A clean two-column table shows the checks and their current status:

  • OpenAI API Key — “Configured” with a masked key, plus last check time and any message if validation failed. When valid, you’ll see a green Key valid note.
  • WordPress CRON — Enabled/Disabled with guidance if disabled.
  • Memory — usage/limit with the computed percentage and a color badge.
  • AI Summarieswith-summary / total and the overall coverage % (with a helpful hint on how it was estimated).
  • AI Bot Visits — total entries seen so far (a quick pulse, not a full log).
  • Versions — your plugin version and WordPress version for support.
  • Last AI Error — if any, displayed with a timestamp; “None” when everything is healthy.

The same data powers the CSV export, so you can archive snapshots or share them with your team.


Info (“i”) buttons & modal #

Each main block (About, Quick Actions, Schedules, Health) has a single “i” button that opens a lightweight modal with plain-English explanations. The copy is designed to be practical (what it checks, when to use it) without surfacing internal code.


Access & privacy #

This page is visible to administrators only. Sensitive data like API keys are masked and checks are shown as badges rather than raw logs.


Typical workflow #

  1. Scan badges to confirm API, cron, and memory look healthy.
  2. Open Schedules to ensure your automation runs are planned (or click Sync CRON).
  3. Use Quick Actions: test API, force a run after big updates, or clear markers before a fresh check.
  4. Export CSV and keep a weekly record for ops or support.

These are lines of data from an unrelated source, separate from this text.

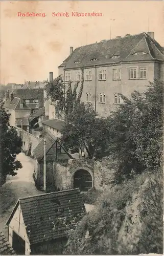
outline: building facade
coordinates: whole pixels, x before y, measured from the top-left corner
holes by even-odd
[[[79,47],[58,67],[66,83],[84,77],[81,101],[92,103],[102,116],[108,115],[121,103],[120,94],[131,97],[143,94],[149,81],[163,80],[163,49],[148,32]],[[78,89],[79,90],[80,86]]]

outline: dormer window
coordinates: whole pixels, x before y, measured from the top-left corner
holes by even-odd
[[[134,53],[133,55],[144,55],[145,54],[147,54],[147,53],[145,52],[137,52]]]
[[[118,58],[120,58],[120,56],[119,55],[113,55],[112,56],[111,59],[118,59]]]

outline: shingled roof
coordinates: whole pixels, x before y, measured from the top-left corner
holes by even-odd
[[[143,56],[133,55],[137,51],[146,53]],[[160,45],[146,33],[103,40],[76,48],[59,66],[64,69],[90,67],[128,61],[164,60],[163,50]],[[113,58],[114,55],[120,56]],[[93,59],[96,60],[91,61]]]
[[[54,118],[53,119],[46,120],[41,122],[43,124],[54,128],[58,131],[61,131],[64,126],[64,120]]]
[[[19,205],[31,244],[66,237],[86,213],[78,188],[62,190],[19,199],[7,225]]]
[[[64,147],[58,141],[58,139],[54,136],[50,132],[48,132],[45,134],[44,137],[39,143],[34,150],[34,154],[38,162],[40,161],[44,157],[44,139],[45,139],[45,153],[46,154],[50,148],[53,146],[54,144],[57,141],[64,151],[69,155],[71,158],[73,157],[70,155],[68,152],[64,148]]]
[[[38,110],[34,112],[29,117],[29,121],[31,122],[32,120],[36,117],[39,117],[41,116],[44,116],[45,114],[45,107],[41,108]]]
[[[11,245],[0,231],[0,255],[16,255]]]
[[[42,88],[17,89],[14,90],[13,95],[24,99],[38,99],[39,108],[44,106],[44,90]]]

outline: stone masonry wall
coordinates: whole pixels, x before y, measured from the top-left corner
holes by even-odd
[[[16,129],[17,131],[18,134],[21,135],[21,129],[16,127]],[[22,150],[25,152],[27,152],[29,150],[29,144],[31,143],[31,155],[32,156],[34,155],[34,150],[36,147],[36,146],[40,142],[41,139],[37,138],[33,134],[26,132],[25,130],[22,130]]]

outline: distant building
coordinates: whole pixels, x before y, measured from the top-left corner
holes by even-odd
[[[76,48],[58,67],[64,82],[81,81],[81,100],[91,102],[102,116],[121,103],[120,94],[131,97],[134,90],[143,93],[149,82],[163,80],[163,48],[154,33],[127,34]],[[80,87],[78,89],[79,90]]]
[[[37,88],[44,88],[45,83],[43,82],[40,81],[25,81],[25,84],[22,87],[22,89],[35,89]]]
[[[68,232],[86,213],[79,189],[19,199],[7,221],[18,254],[61,254]]]
[[[16,255],[13,248],[2,232],[0,232],[0,254]]]

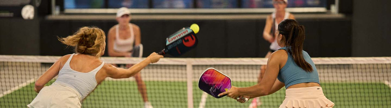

Good practices (buyer-friendly) #

  • Treat Debug as your first stop when something feels off—badges and the Health table will usually point you to the root cause in seconds.
  • If WP-Cron is disabled by your host or config, schedule the tasks server-side and use Sync CRON once to register them.
  • Keep the API test green before content pushes; it saves time later.